What Makes Yolk Protein Valuable

Egg yolk protein is considered complete, meaning it contains all nine essential amino acids your body can’t produce on its own. Among these, leucine is particularly important for muscle repair and growth. A single ounce of egg yolk provides about 0.34 grams of leucine, which is meaningful when combined with other protein sources throughout the day.

The yolk also contains nutrients that support how your body uses protein. Choline, concentrated almost entirely in the yolk, plays a role in muscle function and metabolism. Vitamin D, also found in the yolk, helps with calcium absorption and has links to muscle health. None of these are present in the egg white in significant amounts.

Practical Counts for Common Servings

If you’re tracking protein intake, here’s how egg yolks add up in typical servings:

  • 1 large yolk: 2.7 g protein
  • 2 large yolks: 5.4 g protein
  • 3 large yolks: 8.1 g protein
  • 1 whole large egg: 6.3 g protein
  • 3 whole large eggs: 18.9 g protein

Three whole eggs give you nearly 19 grams of protein, with about 8 grams of that coming from the yolks alone.
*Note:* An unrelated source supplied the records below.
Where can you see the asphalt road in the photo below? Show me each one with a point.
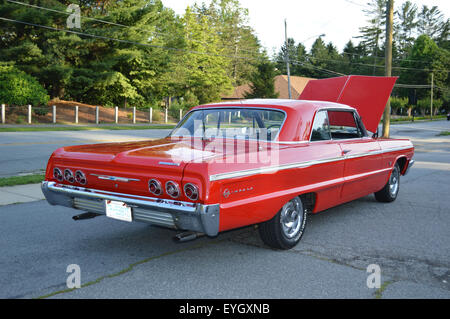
(409, 239)
(28, 152)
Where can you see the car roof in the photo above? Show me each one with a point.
(299, 113)
(283, 104)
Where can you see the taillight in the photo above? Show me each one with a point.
(155, 187)
(57, 174)
(172, 189)
(80, 177)
(191, 191)
(68, 176)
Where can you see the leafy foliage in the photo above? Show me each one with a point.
(19, 88)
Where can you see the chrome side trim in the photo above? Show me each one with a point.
(169, 213)
(115, 178)
(270, 169)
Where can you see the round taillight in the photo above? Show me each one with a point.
(155, 187)
(57, 174)
(191, 191)
(80, 177)
(68, 176)
(172, 189)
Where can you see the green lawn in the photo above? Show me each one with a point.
(21, 180)
(83, 128)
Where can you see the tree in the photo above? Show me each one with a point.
(431, 22)
(406, 25)
(204, 74)
(236, 37)
(372, 35)
(19, 88)
(263, 82)
(425, 58)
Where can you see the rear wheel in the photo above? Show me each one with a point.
(285, 230)
(390, 190)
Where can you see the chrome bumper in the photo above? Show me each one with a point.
(410, 164)
(168, 213)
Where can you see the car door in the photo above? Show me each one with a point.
(361, 164)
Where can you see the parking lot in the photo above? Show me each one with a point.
(409, 239)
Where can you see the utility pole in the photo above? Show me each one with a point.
(287, 59)
(388, 62)
(432, 87)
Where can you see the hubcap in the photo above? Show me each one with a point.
(394, 181)
(292, 218)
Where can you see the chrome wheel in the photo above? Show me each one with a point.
(394, 181)
(291, 218)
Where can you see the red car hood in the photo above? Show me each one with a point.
(166, 152)
(367, 94)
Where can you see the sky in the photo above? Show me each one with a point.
(339, 20)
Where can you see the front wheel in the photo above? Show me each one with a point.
(390, 190)
(285, 230)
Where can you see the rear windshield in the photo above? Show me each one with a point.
(240, 123)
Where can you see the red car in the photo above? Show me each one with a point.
(229, 165)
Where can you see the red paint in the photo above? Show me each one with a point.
(249, 199)
(367, 94)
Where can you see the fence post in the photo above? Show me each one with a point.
(3, 114)
(54, 114)
(76, 114)
(29, 114)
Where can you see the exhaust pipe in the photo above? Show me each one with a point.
(187, 236)
(85, 216)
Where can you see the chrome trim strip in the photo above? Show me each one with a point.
(169, 164)
(188, 216)
(264, 170)
(271, 169)
(237, 107)
(132, 199)
(115, 178)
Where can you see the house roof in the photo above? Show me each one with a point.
(298, 83)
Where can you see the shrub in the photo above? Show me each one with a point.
(19, 88)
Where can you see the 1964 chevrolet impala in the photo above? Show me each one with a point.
(229, 165)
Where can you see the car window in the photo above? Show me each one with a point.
(321, 127)
(239, 123)
(343, 125)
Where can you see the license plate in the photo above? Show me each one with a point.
(118, 210)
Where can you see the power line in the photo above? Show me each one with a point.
(117, 24)
(125, 41)
(378, 66)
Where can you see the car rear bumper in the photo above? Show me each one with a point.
(410, 164)
(167, 213)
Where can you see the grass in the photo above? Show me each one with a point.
(83, 128)
(21, 180)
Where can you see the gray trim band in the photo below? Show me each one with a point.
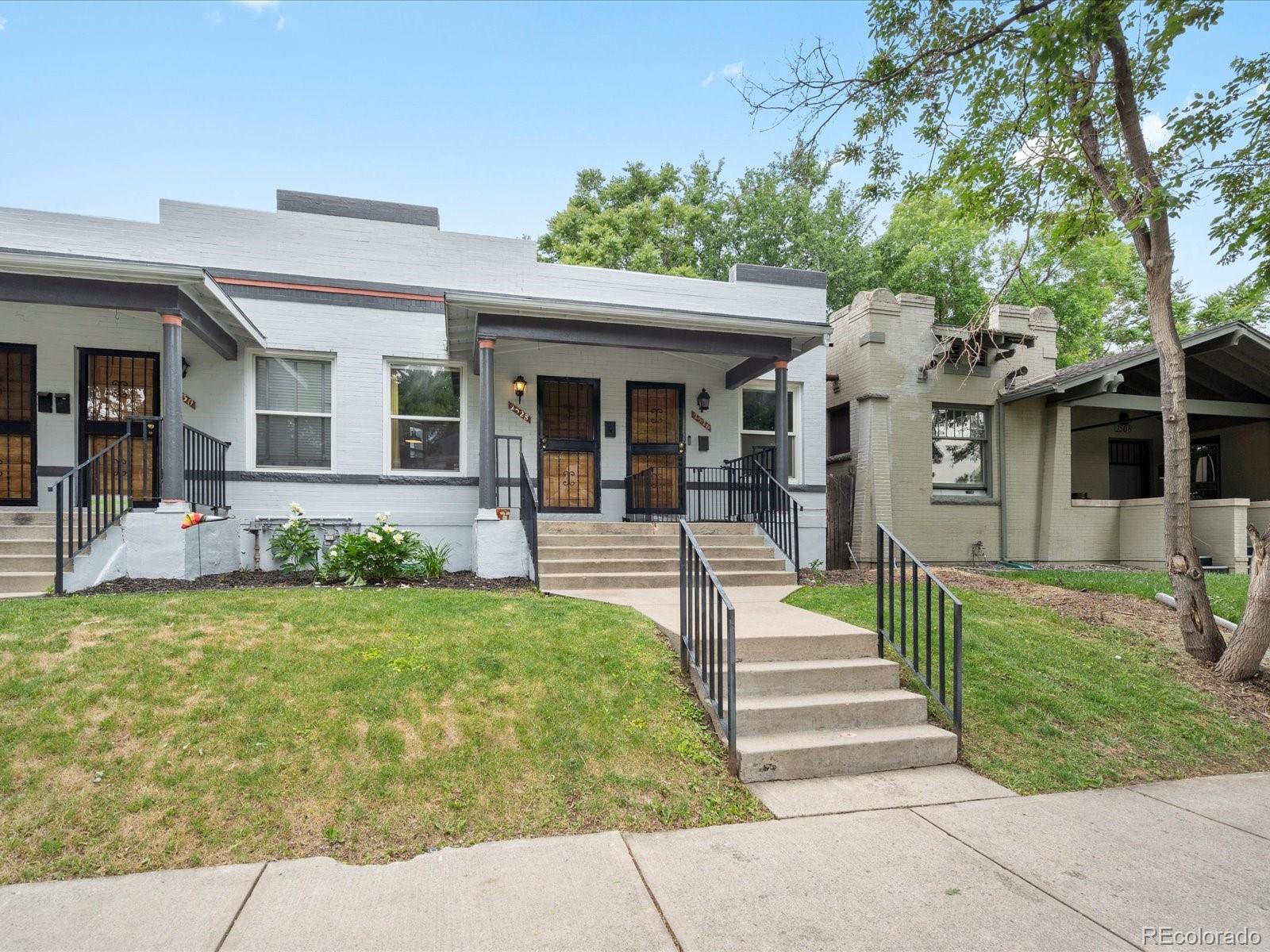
(368, 479)
(766, 274)
(346, 207)
(334, 300)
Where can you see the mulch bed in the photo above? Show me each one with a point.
(1250, 698)
(260, 579)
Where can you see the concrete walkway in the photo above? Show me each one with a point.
(1096, 869)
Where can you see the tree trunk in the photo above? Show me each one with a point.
(1249, 643)
(1194, 613)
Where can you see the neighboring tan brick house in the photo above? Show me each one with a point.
(976, 447)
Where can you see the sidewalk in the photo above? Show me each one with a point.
(1064, 871)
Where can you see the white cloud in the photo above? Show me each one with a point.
(1155, 131)
(730, 71)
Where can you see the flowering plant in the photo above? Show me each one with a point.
(295, 543)
(379, 554)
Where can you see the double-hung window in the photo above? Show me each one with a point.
(425, 416)
(292, 412)
(959, 450)
(759, 423)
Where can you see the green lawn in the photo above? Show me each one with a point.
(1052, 704)
(1229, 593)
(156, 731)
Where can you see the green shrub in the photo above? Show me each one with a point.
(295, 543)
(376, 555)
(432, 560)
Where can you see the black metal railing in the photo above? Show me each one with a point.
(205, 470)
(530, 517)
(507, 456)
(925, 603)
(99, 492)
(708, 635)
(741, 490)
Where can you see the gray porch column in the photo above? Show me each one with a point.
(488, 444)
(783, 423)
(171, 459)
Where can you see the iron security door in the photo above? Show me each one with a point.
(116, 385)
(569, 444)
(17, 424)
(654, 442)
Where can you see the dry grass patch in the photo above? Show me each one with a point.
(156, 731)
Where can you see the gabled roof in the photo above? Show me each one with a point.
(1232, 333)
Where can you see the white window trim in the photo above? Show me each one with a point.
(252, 412)
(795, 387)
(389, 416)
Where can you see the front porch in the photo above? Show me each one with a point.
(626, 423)
(1108, 425)
(103, 367)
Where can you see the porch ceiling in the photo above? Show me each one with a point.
(1227, 374)
(71, 281)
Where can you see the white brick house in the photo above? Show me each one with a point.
(357, 359)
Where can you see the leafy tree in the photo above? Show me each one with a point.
(1032, 113)
(658, 221)
(930, 248)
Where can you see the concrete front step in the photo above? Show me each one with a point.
(27, 562)
(835, 753)
(25, 582)
(840, 710)
(571, 582)
(784, 678)
(672, 551)
(618, 566)
(559, 527)
(29, 545)
(804, 647)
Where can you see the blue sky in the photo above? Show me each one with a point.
(484, 111)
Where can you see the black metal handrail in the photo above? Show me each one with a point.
(506, 479)
(903, 647)
(530, 517)
(205, 469)
(708, 635)
(97, 493)
(778, 516)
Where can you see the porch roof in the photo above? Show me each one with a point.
(1227, 371)
(86, 281)
(753, 344)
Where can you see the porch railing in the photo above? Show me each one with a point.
(98, 493)
(741, 490)
(530, 517)
(205, 470)
(708, 635)
(508, 455)
(925, 603)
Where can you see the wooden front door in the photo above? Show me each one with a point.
(18, 424)
(116, 385)
(568, 444)
(654, 441)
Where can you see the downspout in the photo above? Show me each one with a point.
(1001, 509)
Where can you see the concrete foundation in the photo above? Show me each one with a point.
(499, 550)
(156, 547)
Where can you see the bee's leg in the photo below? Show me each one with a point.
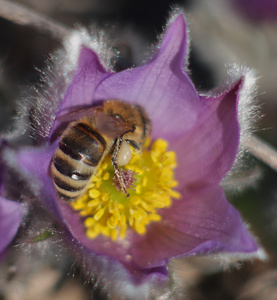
(117, 172)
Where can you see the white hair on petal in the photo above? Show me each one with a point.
(248, 106)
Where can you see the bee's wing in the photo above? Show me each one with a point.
(110, 125)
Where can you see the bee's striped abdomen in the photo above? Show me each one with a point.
(80, 150)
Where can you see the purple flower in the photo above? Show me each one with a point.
(257, 9)
(11, 214)
(202, 132)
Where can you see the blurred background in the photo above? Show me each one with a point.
(222, 32)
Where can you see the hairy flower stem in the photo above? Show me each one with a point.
(263, 151)
(21, 15)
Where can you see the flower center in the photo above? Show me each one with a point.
(150, 178)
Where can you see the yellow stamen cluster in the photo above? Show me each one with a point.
(108, 212)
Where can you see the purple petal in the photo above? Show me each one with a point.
(161, 86)
(80, 93)
(208, 151)
(257, 9)
(10, 217)
(203, 222)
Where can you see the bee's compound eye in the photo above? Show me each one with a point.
(124, 154)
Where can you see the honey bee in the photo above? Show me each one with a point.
(110, 128)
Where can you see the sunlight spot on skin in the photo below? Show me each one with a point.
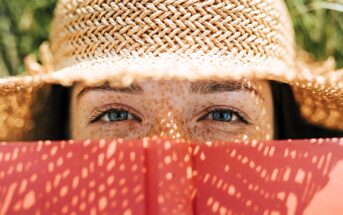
(111, 149)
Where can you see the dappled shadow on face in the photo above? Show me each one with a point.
(163, 176)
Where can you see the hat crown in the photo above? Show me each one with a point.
(84, 30)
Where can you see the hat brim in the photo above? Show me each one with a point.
(317, 87)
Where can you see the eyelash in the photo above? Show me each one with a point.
(108, 109)
(241, 116)
(98, 114)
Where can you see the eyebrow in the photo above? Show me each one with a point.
(132, 89)
(198, 87)
(213, 87)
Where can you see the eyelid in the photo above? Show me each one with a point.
(101, 111)
(241, 115)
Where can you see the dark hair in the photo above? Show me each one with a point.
(288, 121)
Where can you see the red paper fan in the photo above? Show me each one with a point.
(162, 176)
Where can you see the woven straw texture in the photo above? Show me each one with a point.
(122, 41)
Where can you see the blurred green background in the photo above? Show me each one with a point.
(24, 25)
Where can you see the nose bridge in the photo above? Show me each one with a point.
(168, 122)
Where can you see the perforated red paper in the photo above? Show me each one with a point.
(161, 176)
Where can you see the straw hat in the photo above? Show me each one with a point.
(122, 41)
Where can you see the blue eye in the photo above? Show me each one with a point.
(115, 116)
(223, 115)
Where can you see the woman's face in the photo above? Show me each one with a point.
(195, 111)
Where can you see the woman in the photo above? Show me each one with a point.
(197, 70)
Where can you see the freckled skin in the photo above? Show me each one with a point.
(169, 108)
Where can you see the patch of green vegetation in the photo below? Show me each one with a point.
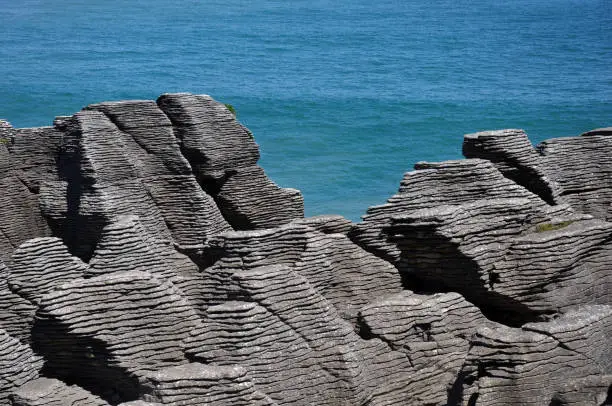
(541, 228)
(231, 109)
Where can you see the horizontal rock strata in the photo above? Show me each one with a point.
(341, 271)
(572, 170)
(104, 332)
(146, 260)
(51, 392)
(224, 156)
(198, 384)
(18, 365)
(533, 365)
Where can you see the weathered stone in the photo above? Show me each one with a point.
(533, 365)
(106, 331)
(126, 246)
(106, 171)
(572, 170)
(51, 392)
(41, 265)
(18, 365)
(224, 157)
(342, 272)
(198, 384)
(16, 313)
(296, 347)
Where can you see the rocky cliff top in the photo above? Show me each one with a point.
(146, 259)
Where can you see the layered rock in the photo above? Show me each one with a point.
(431, 185)
(51, 392)
(27, 158)
(198, 281)
(433, 331)
(345, 274)
(16, 313)
(41, 265)
(224, 157)
(125, 245)
(542, 362)
(502, 254)
(198, 384)
(104, 332)
(123, 159)
(572, 170)
(296, 347)
(18, 365)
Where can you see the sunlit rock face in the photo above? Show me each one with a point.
(146, 259)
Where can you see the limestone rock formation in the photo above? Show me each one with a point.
(105, 332)
(296, 347)
(40, 265)
(198, 384)
(432, 185)
(125, 246)
(51, 392)
(341, 271)
(16, 313)
(433, 331)
(18, 365)
(27, 158)
(146, 260)
(224, 157)
(541, 361)
(572, 170)
(113, 164)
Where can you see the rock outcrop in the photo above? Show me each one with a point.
(572, 170)
(18, 366)
(147, 260)
(224, 156)
(51, 392)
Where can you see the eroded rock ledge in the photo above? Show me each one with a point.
(146, 259)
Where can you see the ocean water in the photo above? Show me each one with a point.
(343, 97)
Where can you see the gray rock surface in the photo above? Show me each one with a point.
(106, 331)
(572, 170)
(198, 384)
(224, 156)
(348, 276)
(41, 265)
(51, 392)
(503, 253)
(27, 158)
(541, 361)
(113, 165)
(296, 347)
(146, 260)
(18, 365)
(432, 185)
(126, 246)
(16, 313)
(433, 331)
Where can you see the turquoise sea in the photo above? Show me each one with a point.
(343, 97)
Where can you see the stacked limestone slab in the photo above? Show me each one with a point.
(27, 157)
(572, 170)
(51, 392)
(146, 260)
(224, 156)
For context, that yolk contribution is comparable to a small glass of milk or a handful of almonds.

Should You Eat the Whole Egg?

For most people trying to hit a daily protein target, eating whole eggs is more efficient than separating them. You get 75% more protein from a whole egg than from the white alone, plus the full spectrum of vitamins and minerals concentrated in the yolk. The old concern about yolks raising cholesterol has softened considerably in nutrition guidance over the past decade, as dietary cholesterol has a smaller effect on blood cholesterol than previously assumed for most people.

If you’re on a strict calorie budget but need high protein, mixing whole eggs with extra whites is a common approach. Two whole eggs plus two whites, for example, gives you about 19 grams of protein while keeping one serving of yolk-based fat and nutrients in the meal. This gets you the best of both without fully sacrificing what the yolk brings to the table.